In the distance, brown plumes of dirt stalked the tribes. Celaise was not the only one who had spotted the bands of predators.
“What tribes are—are—those?” The boy's voice cracked. Jerani's younger brother pointed a thick finger toward the horizon.
Jer
ani snapped his eyes away. A bloody flake fell from his red hair.
“A bit thick for wildebeests,” a warrior said, pointing at one of the dust clouds following them.
A tall warrior waved away falling ash from his face. “None of 'em left alive on the 'land.”
“Then they're Rock-Backs. We're due for a drumming tonight.”

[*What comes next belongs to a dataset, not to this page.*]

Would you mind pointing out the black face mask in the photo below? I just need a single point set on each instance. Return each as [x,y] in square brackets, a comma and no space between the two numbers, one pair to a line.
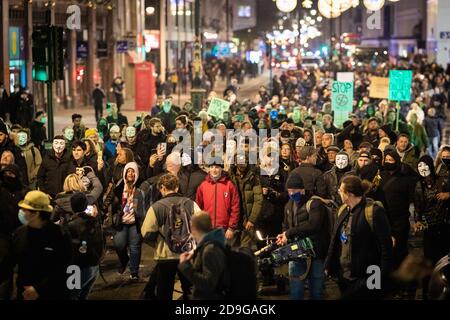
[390,166]
[446,161]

“Night's come early.” The tall warrior gazed up at the darkness cascading toward them. All sight of the volcano had been lost. Ahead of Celaise, the sky shone a smeared red, and she felt trapped between night and day, between safety and hatred.
Her joints clicking, Celaise felt a hair-splitting unease, as if the ash sifting onto her was in fact a rain of dead bugs. She had to stay away from the Bright Palm. If he touched her, even with gentleness, she thought she would faint.

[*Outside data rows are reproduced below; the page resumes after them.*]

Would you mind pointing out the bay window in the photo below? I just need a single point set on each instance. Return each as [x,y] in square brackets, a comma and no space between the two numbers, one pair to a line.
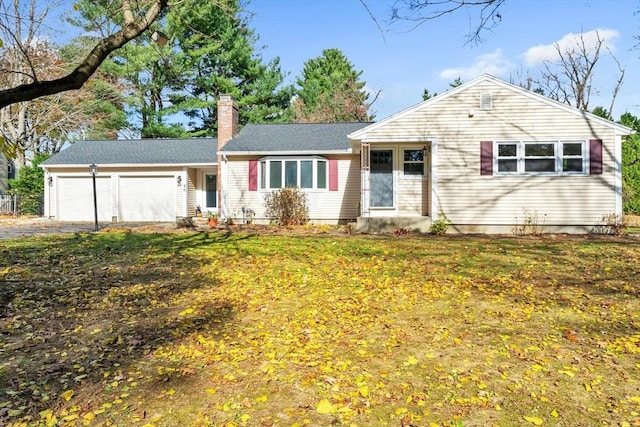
[306,172]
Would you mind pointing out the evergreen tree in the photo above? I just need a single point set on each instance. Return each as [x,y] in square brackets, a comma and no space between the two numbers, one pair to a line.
[631,165]
[173,88]
[329,90]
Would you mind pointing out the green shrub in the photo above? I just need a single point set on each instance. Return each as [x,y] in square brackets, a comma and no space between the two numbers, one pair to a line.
[631,174]
[29,187]
[440,226]
[287,206]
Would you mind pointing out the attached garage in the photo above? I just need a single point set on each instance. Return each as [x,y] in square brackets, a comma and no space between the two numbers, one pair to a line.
[147,198]
[137,180]
[75,198]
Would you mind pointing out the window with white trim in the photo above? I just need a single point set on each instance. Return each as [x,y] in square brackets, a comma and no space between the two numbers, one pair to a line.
[306,173]
[413,161]
[553,157]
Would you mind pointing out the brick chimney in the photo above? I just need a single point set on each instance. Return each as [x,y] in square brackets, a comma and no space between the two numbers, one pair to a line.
[227,120]
[227,128]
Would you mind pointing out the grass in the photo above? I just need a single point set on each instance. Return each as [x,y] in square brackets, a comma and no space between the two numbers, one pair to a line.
[265,330]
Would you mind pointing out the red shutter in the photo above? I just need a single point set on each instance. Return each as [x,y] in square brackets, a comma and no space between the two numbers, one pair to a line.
[333,175]
[253,175]
[486,157]
[595,157]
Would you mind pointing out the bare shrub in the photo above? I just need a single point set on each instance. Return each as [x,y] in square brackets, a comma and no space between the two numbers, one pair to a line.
[287,206]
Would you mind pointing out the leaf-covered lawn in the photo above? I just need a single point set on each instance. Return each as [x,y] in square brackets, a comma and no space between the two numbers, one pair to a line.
[261,330]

Jerani tied a cloth around his sister's head. “It's not good to breathe in the Mother's blessing. Not safe until after the rains.”
“Then the ash will green the fields?” She gazed up at him, her whole being caught up with her question.
“Yes, Anza.”
The younger brother was puffing. “The cows will—will they be hurt?”
“Can't let them graze. No stopping under this cloud.”
“Owie! One in me eye.” The girl's short fingers covered the right side of her face.
Celaise draped a dirt-caked sleeve over her mouth to stop breathing in the ash. A boy bumped into her crutch. His mother steered the straggling child away, and the woman crinkled her nose. “Are you from the Blood Bulls? Your tribe is over there.” She gestured to a herd of brownish-red cattle.
Celaise shook her head, and as soon as the woman looked away, Celaise began to conceal herself. She slicked her skin with shadows. Celaise could still be seen, if anyone cared to look closely. The Bright Palm would spot her from a dozen paces, but no farther. The scowling glances of the tribesmen skipped over her, and she was not troubled again. Not until they stopped.
At a word from the Holy Woman, a tribesman jogged to Gorgeous and hugged her to a standstill. The cows stood. The people crouched to rest on their ankles, and Celaise huddled among them in her shadows, ignored by all.